There are two types of people, ones who are the morning roosters and the other's who are the night owls. While there might be numerous debates as to which category is better, there is a whole new revelation about a certain group that might help us figure out why they like to sleep the way they do.
A new US study has found out that as many as 1 in 300 of people may have a natural preference for going to bed extremely early and waking up in the early morning hours. It looked at 2,422 patients attending a sleep disorder clinic over a nine-year period.
This study by the researchers at the University of California San Francisco (UCSF) is called this phenomenon 'advanced sleep phase' where a person can typically fall asleep before 8:30 p.m. and wake up on their own before 5:30 a.m without work or other engagements dictating their wake-up time.
A senior author of this study mentioned,
While most people struggle with getting out of bed at 4 or 5 a.m., people with advanced sleep phase wake up naturally at this time, rested and ready to take on the day.

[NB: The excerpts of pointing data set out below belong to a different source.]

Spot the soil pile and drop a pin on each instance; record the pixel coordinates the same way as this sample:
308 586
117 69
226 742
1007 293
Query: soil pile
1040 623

These extreme early birds tend to function well in the daytime but may have trouble staying awake for social commitments in the evening.
The study mentioned that this pattern can be seen before a person turns 30 years of age. They have a certain body clock which is known as its circadian rhythm.
This operates by releasing the sleep hormone melatonin at certain times. Those with advanced sleep phase have a premature release of melatonin and a shift in body temperature.
Weirdly the researchers also mentioned that it is the night owls who have a harder time sleeping which impacts their health and productivity.
Generally, we find that it’s the people with delayed sleep phase – those night owls that can’t sleep until as late as 7 a.m. – who are more likely to visit a sleep clinic. They have trouble getting up for work and frequently deal with chronic sleep deprivation.
So if you thought the 'early birds' are a bunch of weirdos, it is just how their body works. Let them sleep.